La situazione della Colombia – che dalla firma degli accordi di pace con le FARC- Ep nel dicembre del 2016 registra un’efferata ondata di violenza in particolare contro attivisti e leader comunitari – si complica ulteriormente.

Molte le organizzazioni per i diritti umani che chiedono al presidente Duque di non cadere nella trappola della violenza e di proseguire il cammino per la costruzione della pace. Ivan Cepeda, senatore del Polo Democratico, ha chiesto ufficialmente che venga rispettato il protocollo convenuto con l’ELN, e che non violi il diritto internazionale umanitario. “La società colombiana deve essere unita e chiedere sia al governo che alla guerriglia di tornare a sedersi alla tavola del dialogo”.

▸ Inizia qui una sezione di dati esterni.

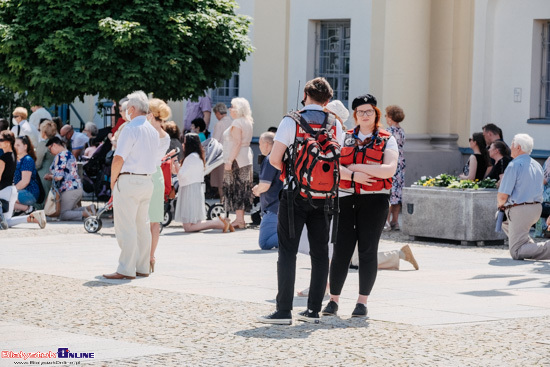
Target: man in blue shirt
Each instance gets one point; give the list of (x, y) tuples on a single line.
[(268, 190), (520, 196)]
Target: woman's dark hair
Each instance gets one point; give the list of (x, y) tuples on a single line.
[(30, 148), (171, 129), (480, 141), (192, 144), (502, 148), (58, 122), (199, 122), (55, 140), (8, 136), (4, 124)]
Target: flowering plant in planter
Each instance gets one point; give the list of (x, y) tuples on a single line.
[(453, 182)]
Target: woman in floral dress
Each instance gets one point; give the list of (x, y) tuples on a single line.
[(394, 115)]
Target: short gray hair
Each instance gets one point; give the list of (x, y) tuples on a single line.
[(268, 137), (91, 127), (220, 108), (139, 100), (524, 141)]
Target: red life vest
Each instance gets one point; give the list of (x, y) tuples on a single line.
[(371, 153)]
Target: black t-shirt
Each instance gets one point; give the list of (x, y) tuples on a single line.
[(499, 167), (9, 170)]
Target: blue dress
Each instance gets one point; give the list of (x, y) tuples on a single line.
[(27, 164)]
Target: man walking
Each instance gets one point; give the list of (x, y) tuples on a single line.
[(139, 148), (520, 197), (302, 211)]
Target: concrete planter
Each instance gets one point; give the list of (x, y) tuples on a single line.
[(467, 215)]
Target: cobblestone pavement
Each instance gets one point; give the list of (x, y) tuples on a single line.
[(213, 331), (209, 331)]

Il presidente Duque fin dalla campagna elettorale dell’anno scorso aveva improntato parte del suo programma politico proprio alla chiusura degli accordi di pace con gli elenos e al non rispetto di parte degli accordi di pace già sottoscritti dal precedente governo Santos con le Forze Armate Rivoluzionarie della Colombia – FARC.

E mentre la Norvegia – in qualità di Paese garante del processo di pace – con una conferenza stampa risponde alla Cancelleria colombiana che il suo compito di traghettare verso la pace la Colombia non può venir meno, il presidente Duque insiste per la rottura unilaterale degli accordi e l’estradizione dei 10 capi elenisti che in questo momento sono sotto la protezione del governo cubano.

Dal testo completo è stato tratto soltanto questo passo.